Notícias da TV - No seu livro, você conta que, certa vez, uma viagem para a Europa terminou de um jeito inusitado. Você voltou com uma mala cheia de coisas para vender. Vendeu roupa até para a Hebe Camargo, é isso?
Sergio Mamberti - Isso. Eu trazia coisas de Londres. Tapeçarias do Oriente e tudo. A Hebe era uma grande amiga. Nós tínhamos feito uma novela. Eu chegava lá [na casa dela], abria minha sacola de sacoleiro (risos). A Hebe: 'Ai, que lindo isso'. A Hebe era uma boa compradora. Então, ir na casa dela era uma delícia, porque eu saía de lá com a mala bem levinha (risos).
A Hebe era uma pessoa muito bacana. Ela era muito amiga da Lolita Rodrigues, da Nair Bello [1931-2007] e da Laura Cardoso. Juntava essas pessoas... Nossa, o que você dava de risada. Você não acredita (risos). Eram muito bacanas. Muito loucas (risos).
raphael dias/tv globo
O ator com Igor Rickli e Jayme Monjardim em Flor do Caribe (2013)

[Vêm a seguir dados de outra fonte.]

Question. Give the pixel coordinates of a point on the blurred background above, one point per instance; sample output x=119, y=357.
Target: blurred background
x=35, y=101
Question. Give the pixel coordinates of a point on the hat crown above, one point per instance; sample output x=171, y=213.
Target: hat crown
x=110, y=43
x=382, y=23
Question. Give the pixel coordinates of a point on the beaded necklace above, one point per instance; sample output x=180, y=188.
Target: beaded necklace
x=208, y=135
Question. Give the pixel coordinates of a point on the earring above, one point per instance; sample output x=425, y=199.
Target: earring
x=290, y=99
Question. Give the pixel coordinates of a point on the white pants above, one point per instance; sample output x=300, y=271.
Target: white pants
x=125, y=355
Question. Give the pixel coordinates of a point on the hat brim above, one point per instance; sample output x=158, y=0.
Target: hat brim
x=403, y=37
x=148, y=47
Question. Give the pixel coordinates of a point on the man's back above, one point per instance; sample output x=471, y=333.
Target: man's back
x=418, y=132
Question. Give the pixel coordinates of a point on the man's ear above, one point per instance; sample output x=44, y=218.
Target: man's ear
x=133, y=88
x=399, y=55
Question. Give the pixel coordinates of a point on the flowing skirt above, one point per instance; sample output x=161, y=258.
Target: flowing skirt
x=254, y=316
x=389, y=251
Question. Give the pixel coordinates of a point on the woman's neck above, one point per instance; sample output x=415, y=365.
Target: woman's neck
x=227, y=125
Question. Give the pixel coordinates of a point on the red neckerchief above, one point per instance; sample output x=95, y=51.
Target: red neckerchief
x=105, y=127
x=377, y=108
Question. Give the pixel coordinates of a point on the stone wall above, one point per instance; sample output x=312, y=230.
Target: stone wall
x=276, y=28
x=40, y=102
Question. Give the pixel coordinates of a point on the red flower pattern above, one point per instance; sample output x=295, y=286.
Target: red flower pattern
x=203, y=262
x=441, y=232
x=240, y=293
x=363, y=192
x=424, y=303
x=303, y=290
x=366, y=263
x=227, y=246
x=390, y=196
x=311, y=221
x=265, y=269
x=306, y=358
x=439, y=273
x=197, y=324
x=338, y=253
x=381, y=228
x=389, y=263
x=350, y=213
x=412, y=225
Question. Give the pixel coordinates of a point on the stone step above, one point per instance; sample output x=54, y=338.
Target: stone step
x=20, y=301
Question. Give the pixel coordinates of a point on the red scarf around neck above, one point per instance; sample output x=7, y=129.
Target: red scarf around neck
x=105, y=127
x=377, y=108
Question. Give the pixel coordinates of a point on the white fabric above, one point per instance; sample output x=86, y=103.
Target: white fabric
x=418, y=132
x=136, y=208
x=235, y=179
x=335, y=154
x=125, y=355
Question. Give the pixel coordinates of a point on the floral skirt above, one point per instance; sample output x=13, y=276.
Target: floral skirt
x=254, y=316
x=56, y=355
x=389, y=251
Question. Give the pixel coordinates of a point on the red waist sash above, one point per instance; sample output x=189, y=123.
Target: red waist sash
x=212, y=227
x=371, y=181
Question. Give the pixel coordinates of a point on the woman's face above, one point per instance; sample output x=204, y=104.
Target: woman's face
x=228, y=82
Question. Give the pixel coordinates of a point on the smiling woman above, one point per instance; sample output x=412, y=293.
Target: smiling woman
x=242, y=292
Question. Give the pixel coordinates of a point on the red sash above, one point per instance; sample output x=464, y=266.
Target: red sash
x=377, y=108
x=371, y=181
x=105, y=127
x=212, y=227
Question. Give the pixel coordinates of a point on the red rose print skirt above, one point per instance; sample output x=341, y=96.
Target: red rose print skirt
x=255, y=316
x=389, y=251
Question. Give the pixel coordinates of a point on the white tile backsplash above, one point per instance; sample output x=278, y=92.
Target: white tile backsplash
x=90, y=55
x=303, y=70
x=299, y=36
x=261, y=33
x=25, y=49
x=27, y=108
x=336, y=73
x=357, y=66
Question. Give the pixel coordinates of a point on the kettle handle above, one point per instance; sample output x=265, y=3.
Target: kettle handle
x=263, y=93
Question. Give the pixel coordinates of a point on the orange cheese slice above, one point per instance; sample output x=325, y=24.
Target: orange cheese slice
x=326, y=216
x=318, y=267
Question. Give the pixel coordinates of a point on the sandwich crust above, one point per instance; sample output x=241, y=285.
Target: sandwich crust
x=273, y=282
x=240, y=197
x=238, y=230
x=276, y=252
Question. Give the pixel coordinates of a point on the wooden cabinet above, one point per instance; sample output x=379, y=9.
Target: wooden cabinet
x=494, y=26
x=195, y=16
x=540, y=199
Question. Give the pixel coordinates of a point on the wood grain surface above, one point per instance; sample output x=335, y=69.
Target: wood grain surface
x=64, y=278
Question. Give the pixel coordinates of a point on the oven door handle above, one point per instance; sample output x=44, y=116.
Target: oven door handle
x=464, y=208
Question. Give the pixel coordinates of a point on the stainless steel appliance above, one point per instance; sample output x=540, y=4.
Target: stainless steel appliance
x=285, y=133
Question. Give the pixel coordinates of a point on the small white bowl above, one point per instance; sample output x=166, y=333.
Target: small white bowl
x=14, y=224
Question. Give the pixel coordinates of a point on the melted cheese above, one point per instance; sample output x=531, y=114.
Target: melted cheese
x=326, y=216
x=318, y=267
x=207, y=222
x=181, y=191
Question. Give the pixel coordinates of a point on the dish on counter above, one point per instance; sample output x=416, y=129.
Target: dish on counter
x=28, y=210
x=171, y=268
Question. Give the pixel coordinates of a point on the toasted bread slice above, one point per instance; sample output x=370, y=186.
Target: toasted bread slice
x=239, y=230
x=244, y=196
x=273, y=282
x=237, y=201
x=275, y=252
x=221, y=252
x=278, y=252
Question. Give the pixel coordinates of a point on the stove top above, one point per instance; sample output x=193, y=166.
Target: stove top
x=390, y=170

Notícias da TV - Sergio, e a história que você contou no livro de que quase foi uma das vítimas do Bateau Mouche?
Sergio Mamberti - A Yara Amaral era minha amiga de falar todo dia. Uma amiga dela, que era dona de uma fábrica de cosméticos, falou: 'Vou dar uma viagem para você no Bateau Mouche'. A Yara falou: 'Não sei. Tenho um certo medo do Bateau Mouche. Esse negócio de entrar no mar. Eu fico assustada'. Falei: 'Vai ser uma delícia'. Mal sabia ela que eles tinham reformado a barca e deixaram a quilha muito curta. Então, com o número de pessoas que estava lá dentro, ela virou. Muita gente morreu afogada ali.
De manhã, ela falou: 'Consegui dois lugares para você e para o seu amigo, que está hospedado na sua casa'. Falei: 'Ed, vamos? Vamos para o Bateau Mouche'. Ele falou: 'Não, Sergio. A gente já combinou com outros atores que a gente ia passar [o Réveillon] na areia. Não vou ficar numa viagem careta com turista e com não sei mais quem. Sei lá o que esses turistas vão aprontar. Se estiver chato, não posso nem sair porque estou no meio do mar'.
Falei: 'Yara, o meu amigo não quer ir' (risos). Ela falou: 'Tudo bem, Serginho. Vou com a minha mãe e amanhã você vai almoçar na minha casa. Já preparei um almoço muito bacana para nós'. Quando foi de madrugada soubemos do naufrágio. Quem me telefonou foi o Paulo Betti: 'Sergio, você não sabe o que aconteceu. O barco que a Yara estava virou. Morreu Yara, a mãe dela... Morreu um monte de gente'. Falei: 'Nossa, Senhora. O Ed me salvou. Foi um anjo'.